Я боялась попасть в прислуги, а это оказалось не так страшно, потому что мои «хозяева» – приличные люди. Они уже пожилые, и моя работа воспринимается ими как естественная помощь: не может же фрау со своим ревматизмом лазать по книжным полкам с пылесосом!
Сын у них на фронте, где-то в Африке, и осенью должен приехать в отпуск. Вот его я побаиваюсь: слишком уж у него «арийский» вид на фотографии.
1/V-42.
Сегодня почти свободный день – профессор с женой с утра отправились за город, за ними приехал смешной такой старомодный шарабан на высоких колесах. Фрау сказала мне: «Liebchen, когда кончите уборку, можете пойти погулять, нас не будет до вечера». Что я и сделала. Бродила по улицам, пока не устала, а потом вернулась домой и поспала немного. Все-таки очень много работы с такой огромной квартирой, я очень устаю за день.
Дрезден очень красив. Профессор подарил мне маленький путеводитель, там есть история города. Оказывается, он был основан славянами (в VIII веке) и сначала назывался Драздяны. Я обратила внимание, что путеводитель издан до 33-го года. Сейчас бы этого уже не напечатали.

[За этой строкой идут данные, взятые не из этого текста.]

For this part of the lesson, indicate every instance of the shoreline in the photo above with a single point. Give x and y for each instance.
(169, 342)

Празднуют немцы довольно уныло, на улицах никакого особенного оживления, только всюду флаги. Радио передавало марши, потом говорил речь руководитель «арбайтсфронта», некто Лей. Что-то насчет того, чтобы не покладая рук трудиться для победы и еще теснее сплотить ряды вокруг фюрера. Я плохо разобрала, очень уж он кричал.
14/V-42.
Был большой налет английских самолетов на Кёльн. Немцы сообщают, что сбили 36 четырехмоторных бомбардировщиков, всего их было около 1000. Страшно себе представить. У фрау там есть родственники, и она целый день плачет. А профессор, я слышала, сказал ей за обедом: «Этого следовало ожидать, Ильзе, теперь мы начинаем платить по счету. Только начинаем!» Вероятно, он действительно антифашист.
Это тоже очень страшно: понимать, что твоя страна сама во всем виновата, и что ей не уйти от наказания. И потом одно дело «страна» или «правительство», а совсем другое – те люди, что погибли в Кёльне.
А всё-таки ужасно скупа моя Frau Professorin. Опять охала и читала мне нотацию по поводу картофельных очистков, – они должны быть тонкими, как бумага, а у меня не получается. Господи, и это такие богатые люди!
Впрочем, я не знаю, богаты ли они. Судя по квартире и обстановке – да; но ведь это могут быть и «остатки былой роскоши». Сейчас профессор, насколько я понимаю, нигде не работает. Он пишет, и у него много изданных трудов, и на немецком и на других языках, но неужели сейчас можно жить тем, что пишешь книги по искусствоведению? Как-то это странно во время войны.
Кажется, раньше он преподавал, а потом его уволили за убеждения, он попал в «черный список» и поэтому сейчас вроде безработный. Питаются довольно скромно. Хотя это, конечно, ни о чем не говорит – продукты-то все по карточкам, дело не в деньгах.
Очень смешные здесь карточки. Хлебные, например, вроде таких маленьких почтовых марок, с перфорацией, и на каждой написано – «50 гр.» – без даты, можно взять сразу хоть за весь месяц. Марки отдельно на ржаной хлеб и на пшеничный, разного цвета.
Не знаю, как быть с дневником. А если его найдут? Вдруг какой-нибудь обыск. Если профессор действительно «неблагонадежный», то почему ему разрешили взять восточную работницу? Вдруг это сделали для проверки: поместили меня сюда, а сами будут следить – о чем говорят со мною хозяева и как вообще себя ведут.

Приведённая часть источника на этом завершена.